Two out of
Five stars
Running time:
108 mins
Admission remains watchable thanks to strong comic performances from Tina Fey, Paul Rudd and a superb supporting cast, but the tone is uneven, the central romance is unconvincing and it's disappointingly low on actual laughs.
What's it all about?
Directed by Paul Weitz, Admission stars Tina Fey as Portia Nathan, a Princeton admissions officer who's vying with her ambitious colleague Corinne (Gloria Reuben) for a promotion when the dean of admissions (Wallace Shawn) retires. In an attempt to raise her profile, Portia visits an alternative New Quest school run by former college classmate John (Paul Rudd), who introduces her to gifted-but-atypical student (he's an autodidact with low grades but high test scores) Jeremiah (Nat Wolff) and then hits her with the bombshell that he thinks Jeremiah is the child she secretly gave up for adoption while she was in college.
Reeling from John's revelation and a humiliating, badly-timed split from her long-time English professor boyfriend (Michael Sheen), Portia warms to Jeremiah and decides to champion his cause without revealing that she thinks she's his birth mother. At the same time, she finds herself falling for John and repeatedly clashes with her feminist icon mother, Susannah (Lily Tomlin), who has never told her the identity of her own father.
The Good
Tina Fey and Paul Rudd are extremely likeable comic actors, which is probably just as well, since both characters are less than sympathetic at times; it's unusual, for example, to see unethical behaviour go essentially unpunished in a mainstream film, yet that's what happens here and it's oddly uncomfortable to watch. Fortunately, there's also a superb supporting cast on hand, including a film-stealing Lily Tomlin as Susannah, amusing turns from Michael Sheen (whose character is comically afraid of the pregnant mistress he has left Portia for) and Olek Krupa (as a Russian academic with a crush on Susannah) and likeable performances from Nat Wolff and young Travaris Spears as John's adopted black son Nelson.
The Bad
Unfortunately, Weitz struggles to find the right tone for the film, with the result that scenes involving unnecessary slapstick comedy (e.g. Portia having to help deliver a baby calf) sit awkwardly alongside the film's more serious elements. It's also fair to say that between the admissions plot, the secret adoption stuff and the underwritten central romance, there's just too much going on and the script fails to keep all those balls in the air.
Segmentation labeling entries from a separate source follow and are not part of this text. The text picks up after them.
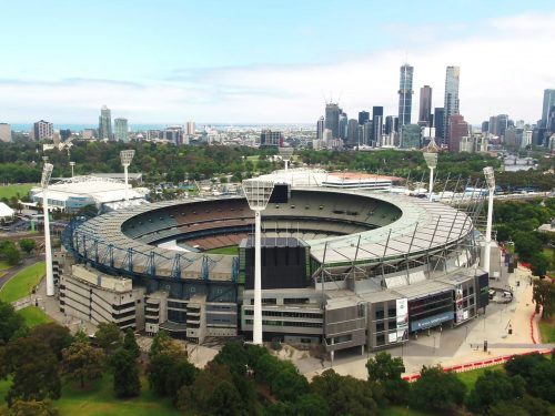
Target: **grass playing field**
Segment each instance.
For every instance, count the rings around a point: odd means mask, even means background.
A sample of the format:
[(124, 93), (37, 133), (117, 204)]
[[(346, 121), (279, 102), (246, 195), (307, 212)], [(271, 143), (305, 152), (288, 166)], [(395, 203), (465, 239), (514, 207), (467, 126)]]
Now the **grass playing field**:
[(0, 186), (0, 199), (10, 199), (12, 196), (18, 196), (18, 194), (20, 197), (23, 197), (33, 186), (34, 185), (32, 183), (18, 183), (16, 185)]
[(14, 302), (28, 296), (44, 275), (44, 262), (38, 262), (18, 272), (0, 290), (0, 300)]

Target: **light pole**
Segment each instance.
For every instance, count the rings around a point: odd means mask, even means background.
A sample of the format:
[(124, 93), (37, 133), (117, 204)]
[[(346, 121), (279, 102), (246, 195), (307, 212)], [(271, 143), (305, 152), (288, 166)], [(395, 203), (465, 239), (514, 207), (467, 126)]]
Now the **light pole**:
[(262, 345), (262, 251), (261, 251), (261, 214), (268, 205), (274, 183), (271, 181), (245, 180), (243, 192), (249, 207), (254, 211), (254, 314), (252, 343)]
[(428, 200), (432, 201), (432, 193), (434, 192), (434, 169), (437, 166), (437, 145), (434, 139), (430, 144), (424, 148), (424, 160), (426, 161), (427, 168), (430, 169), (430, 185), (428, 185)]
[(484, 176), (487, 184), (488, 199), (487, 199), (487, 224), (485, 235), (485, 255), (484, 268), (491, 275), (490, 258), (492, 251), (492, 221), (493, 221), (493, 193), (495, 191), (495, 174), (492, 166), (484, 168)]
[(128, 168), (131, 164), (131, 161), (133, 160), (133, 156), (135, 155), (134, 150), (122, 150), (120, 152), (120, 159), (121, 159), (121, 164), (123, 165), (123, 172), (125, 174), (125, 203), (129, 201), (129, 191), (128, 191)]
[(54, 295), (54, 276), (52, 274), (52, 247), (50, 245), (50, 219), (48, 216), (48, 183), (52, 175), (51, 163), (44, 163), (42, 168), (42, 177), (40, 181), (42, 187), (42, 212), (44, 214), (44, 251), (47, 261), (47, 296)]

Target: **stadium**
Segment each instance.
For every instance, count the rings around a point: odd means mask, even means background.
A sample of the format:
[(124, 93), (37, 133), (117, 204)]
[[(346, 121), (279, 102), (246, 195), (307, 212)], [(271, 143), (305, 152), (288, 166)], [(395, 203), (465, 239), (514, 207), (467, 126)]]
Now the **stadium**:
[[(292, 186), (262, 214), (265, 341), (326, 352), (393, 346), (485, 307), (480, 204)], [(203, 343), (252, 337), (254, 214), (243, 195), (75, 219), (56, 255), (60, 310)], [(236, 246), (234, 254), (214, 254)], [(225, 251), (225, 250), (223, 250)], [(233, 252), (233, 250), (231, 250)]]

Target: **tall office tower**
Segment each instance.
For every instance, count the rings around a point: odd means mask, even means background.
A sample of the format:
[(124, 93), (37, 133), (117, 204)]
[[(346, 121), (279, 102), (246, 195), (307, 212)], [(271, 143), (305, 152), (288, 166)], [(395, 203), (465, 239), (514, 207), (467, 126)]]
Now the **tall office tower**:
[(357, 144), (359, 120), (351, 119), (347, 123), (347, 144), (355, 146)]
[(114, 139), (118, 142), (129, 142), (128, 119), (113, 120)]
[(346, 129), (347, 129), (349, 119), (345, 113), (341, 113), (340, 115), (340, 139), (346, 140)]
[(445, 109), (443, 106), (436, 106), (434, 110), (434, 128), (435, 128), (435, 142), (437, 144), (443, 143), (445, 138)]
[(99, 116), (99, 139), (112, 140), (112, 113), (110, 109), (102, 105)]
[(405, 124), (401, 126), (401, 148), (420, 149), (422, 128), (418, 124)]
[(448, 151), (451, 153), (456, 153), (461, 149), (462, 139), (468, 136), (468, 123), (464, 121), (464, 116), (462, 116), (461, 114), (453, 114), (448, 122)]
[(405, 63), (401, 67), (398, 80), (398, 125), (411, 124), (413, 111), (413, 73), (414, 68)]
[(11, 125), (0, 123), (0, 142), (11, 142)]
[(359, 125), (363, 125), (369, 120), (370, 120), (370, 113), (367, 111), (361, 111), (359, 113)]
[(332, 131), (333, 139), (340, 136), (340, 114), (341, 109), (337, 103), (329, 102), (325, 104), (325, 128)]
[(373, 106), (372, 108), (372, 133), (370, 140), (372, 141), (372, 145), (375, 146), (379, 144), (383, 134), (383, 106)]
[(445, 98), (443, 101), (443, 144), (450, 143), (450, 121), (453, 114), (458, 114), (458, 80), (461, 68), (447, 67), (445, 73)]
[(324, 116), (322, 115), (317, 122), (316, 122), (316, 139), (323, 139), (324, 138)]
[(547, 126), (549, 109), (555, 105), (555, 90), (544, 90), (544, 105), (542, 108), (541, 128)]
[(48, 121), (41, 120), (33, 124), (34, 140), (52, 139), (54, 126)]
[(418, 124), (432, 126), (432, 87), (424, 85), (420, 89)]
[(186, 122), (186, 135), (194, 135), (194, 121)]

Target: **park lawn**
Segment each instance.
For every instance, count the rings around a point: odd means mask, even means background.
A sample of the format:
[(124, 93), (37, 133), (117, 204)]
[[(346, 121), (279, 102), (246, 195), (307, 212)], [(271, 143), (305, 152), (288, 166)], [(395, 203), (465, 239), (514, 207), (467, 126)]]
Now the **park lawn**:
[(218, 247), (218, 248), (206, 250), (205, 253), (238, 255), (239, 254), (239, 246), (229, 245), (226, 247)]
[(60, 416), (176, 416), (180, 413), (173, 408), (169, 399), (154, 396), (149, 382), (141, 377), (141, 396), (120, 400), (113, 396), (112, 376), (105, 374), (90, 389), (81, 390), (65, 384), (62, 397), (54, 402)]
[(48, 324), (53, 322), (50, 316), (48, 316), (40, 307), (27, 306), (18, 311), (18, 314), (23, 316), (26, 319), (26, 325), (30, 328), (40, 324)]
[(539, 334), (542, 344), (555, 343), (555, 318), (539, 321)]
[(33, 286), (38, 285), (44, 275), (44, 262), (38, 262), (19, 271), (0, 290), (0, 301), (16, 302), (31, 294)]
[(461, 382), (463, 382), (470, 392), (471, 389), (474, 388), (474, 384), (476, 384), (476, 379), (481, 375), (483, 375), (486, 371), (504, 371), (503, 364), (497, 364), (497, 365), (492, 365), (491, 367), (484, 367), (484, 368), (476, 368), (476, 369), (471, 369), (470, 372), (464, 372), (464, 373), (457, 373), (456, 376)]
[(29, 191), (31, 191), (31, 187), (33, 187), (32, 183), (18, 183), (16, 185), (4, 185), (0, 186), (0, 199), (7, 197), (8, 200), (12, 196), (19, 196), (23, 197), (26, 196)]

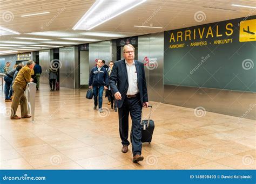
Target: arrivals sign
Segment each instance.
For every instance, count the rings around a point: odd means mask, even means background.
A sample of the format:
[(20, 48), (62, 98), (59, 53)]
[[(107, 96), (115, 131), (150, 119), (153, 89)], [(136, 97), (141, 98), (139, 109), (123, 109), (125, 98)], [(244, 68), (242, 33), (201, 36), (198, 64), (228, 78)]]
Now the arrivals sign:
[[(234, 34), (237, 32), (239, 37)], [(169, 31), (166, 33), (169, 34), (170, 49), (230, 44), (234, 39), (239, 42), (253, 41), (256, 41), (256, 19), (233, 19)]]

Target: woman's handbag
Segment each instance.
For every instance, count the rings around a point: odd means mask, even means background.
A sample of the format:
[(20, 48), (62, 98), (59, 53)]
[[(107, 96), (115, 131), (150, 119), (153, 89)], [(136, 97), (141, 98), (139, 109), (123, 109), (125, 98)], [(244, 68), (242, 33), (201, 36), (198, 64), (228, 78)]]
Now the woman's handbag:
[(93, 96), (93, 91), (92, 91), (92, 89), (89, 88), (86, 93), (86, 98), (87, 99), (92, 99), (92, 97)]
On top of that, there's surprisingly little chemistry between Fey and Rudd (who are otherwise perfect on paper), which isn't helped by the characters continually behaving inconsistently. It's also fair to say that the script bungles its central emotional elements so the various resolutions end up feeling extremely flat.
Worth seeing?
Admission remains watchable thanks to strong comic performances across the board, but the uneven tone means that it's both low on laughs and emotionally unconvincing.